Désormais installée dans la banlieue huppée de Phoenix en Arizona, entre les terrains de golf et les magasins de ventilateur, l’entreprise se déploie au sein d’un grand entrepôt sécurisé qui permet de stocker des centaines de corps. Des corps humains, mais aussi des animaux domestiques dont le sang a été remplacé par un mélange de glycérine faisant office d’antigel. La page Wikipedia de la firme ressemble à la quatrième de couverture d’un livre de Don DeLillo mêlant intrigue, personnages fantasques, cas historiques et controverses. Tapez « Alcor » dans Google et des cuves métalliques ou des corps vitrifiés apparaissent.
Il y a des artistes qui sont capables de nous emmener dans un endroit où nous ne serions pas allés seuls. Stéphanie Solinas nous suggère cet ailleurs. Peut-être pour nous donner quelque chose d’autre à regarder, peut-être parce qu’elle-même y voit autre chose. À côté de photographies abstraites, ses interrogations s’écrivent sous la forme d’un dialogue neutre avec les protagonistes et nous font entrer dans le fil de ses pensées.
« Êtes-vous des concurrents scientifiques des religions ? », demande-t-elle aux promoteurs d’une antichambre de l’immortalité. « Vos clients ressuscités seront-ils 100% identiques à leur version originale ? », « Vos clients sont-ils plutôt mus par une forme d’addiction à la vie ou une phobie de la mort ? », « Ils ne sont pas vivants, ils ne sont pas morts non plus ce qui est déroutant car l’un exclut l’autre n’est-ce pas ? ».
Les candidats ont en moyenne 47 ans, ce sont des technophiles : ils croient en la science pour revenir à la vie.

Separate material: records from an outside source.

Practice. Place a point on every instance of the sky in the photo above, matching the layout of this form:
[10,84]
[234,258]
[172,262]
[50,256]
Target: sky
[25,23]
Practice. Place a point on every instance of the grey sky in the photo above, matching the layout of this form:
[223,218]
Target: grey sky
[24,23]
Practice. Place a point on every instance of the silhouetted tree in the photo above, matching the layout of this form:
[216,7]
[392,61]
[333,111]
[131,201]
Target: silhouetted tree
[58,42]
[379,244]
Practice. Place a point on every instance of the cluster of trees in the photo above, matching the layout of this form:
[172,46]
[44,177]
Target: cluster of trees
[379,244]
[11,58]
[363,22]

Ils dépensent des sommes importantes mais relativement accessibles. Et d’ailleurs, les religions ne s’y opposent pas forcément – affichant même une complicité tacite voire parfois ambiguë – « car qui sait à quel point le monde aura changé ? ».

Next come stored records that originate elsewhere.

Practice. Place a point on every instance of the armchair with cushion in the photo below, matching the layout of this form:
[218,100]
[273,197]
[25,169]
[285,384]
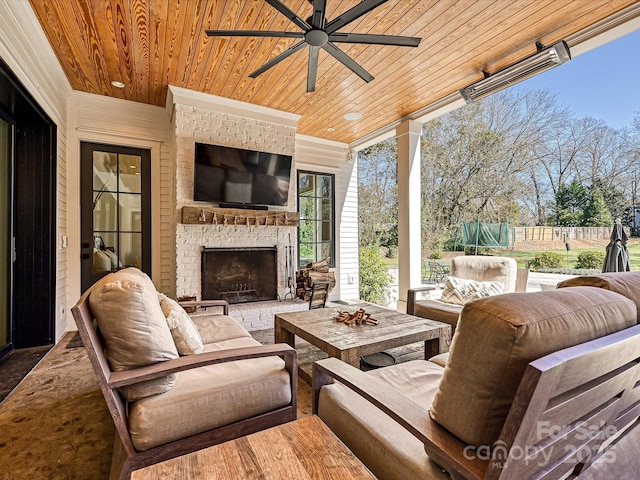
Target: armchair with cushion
[538,385]
[174,384]
[479,270]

Ce dialogue accompagne les images de Solinas, celles du ciel au-dessus de San Francisco qui au fur et à mesure s’assombrit. Cette métaphore photographique est une subtile évidence. Elle rappelle la finitude de la vie, l’angoisse qu’elle crée chez nous et la volonté d’échapper à l’inéluctable. En intitulant son ouvrage Le Soleil ni la mort, la photographe emprunte à La Rochefoucauld une notion au cœur de ce travail, quelque chose que l’on ne nommait pas encore au XVIIe siècle : la nostalgie provoquée par l’inaccessible.

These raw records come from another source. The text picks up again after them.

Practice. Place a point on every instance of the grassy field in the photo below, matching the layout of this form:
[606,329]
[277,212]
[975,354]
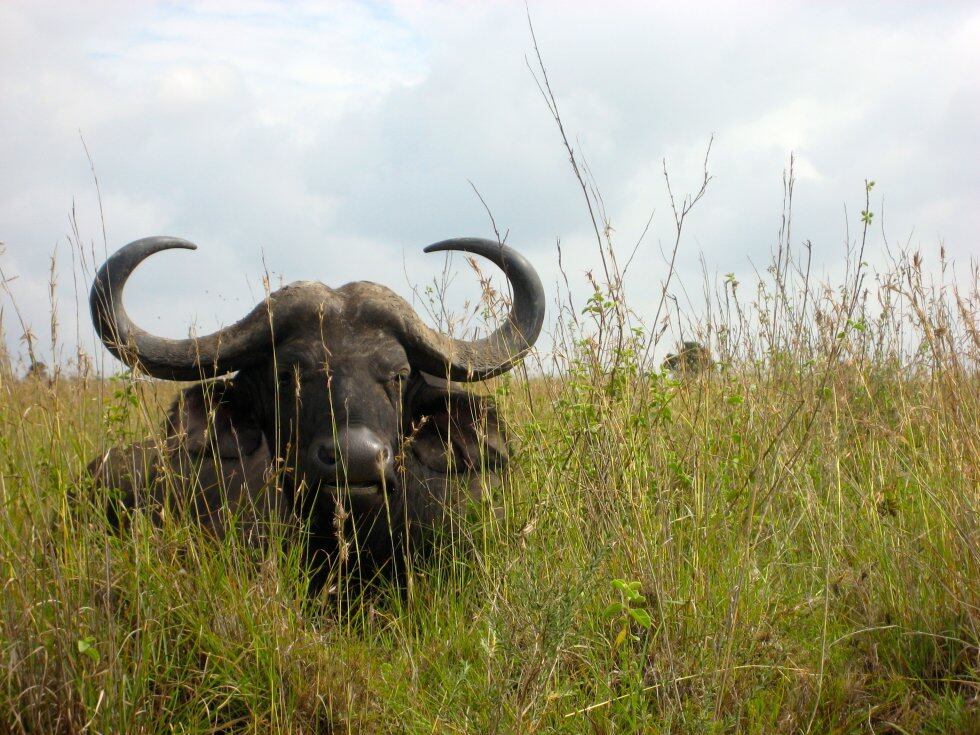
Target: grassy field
[786,542]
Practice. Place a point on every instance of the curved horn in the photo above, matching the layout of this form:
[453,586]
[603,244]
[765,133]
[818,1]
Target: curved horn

Montrés au Jeu de Paume dans le cadre de la première édition du festival Fata Morgana, ces « fossoyeurs d’un nouveau genre » – selon les mots de Camille Azaïs – pourraient être des personnages de la récente série télévisée de Blanche Gardin intitulée « la meilleure version de moi-même » version américaine. Un mode de vie contemporain dans lequel tout est imaginable, pourvu que l’on ait suffisamment d’argent pour assouvir ses envies.
Cette tentation du « toujours plus » divise autant qu’elle interroge. Elle est aussi remise en cause par les héros d’hier comme le biologiste Jacques Testart, lanceur d’alerte sur « les promesses suicidaires des transhumanistes ». Habile, avec toute la distance nécessaire, Stéphanie Solinas met en scène cette tentation dans un ouvrage qui nous rappelle à quel point la photographie mêlée à l’écriture peut saisir l’imagination, jusqu’à créer un dialogue d’un nouveau genre. Bienvenue en Arizona.
Le soleil ni la mort, Stéphanie Solinas, publié par Delpire & co, 39 €.
Jeu de Paume, Festival « Fata Morgana », exposition du 22 mars au 22 mai 2022.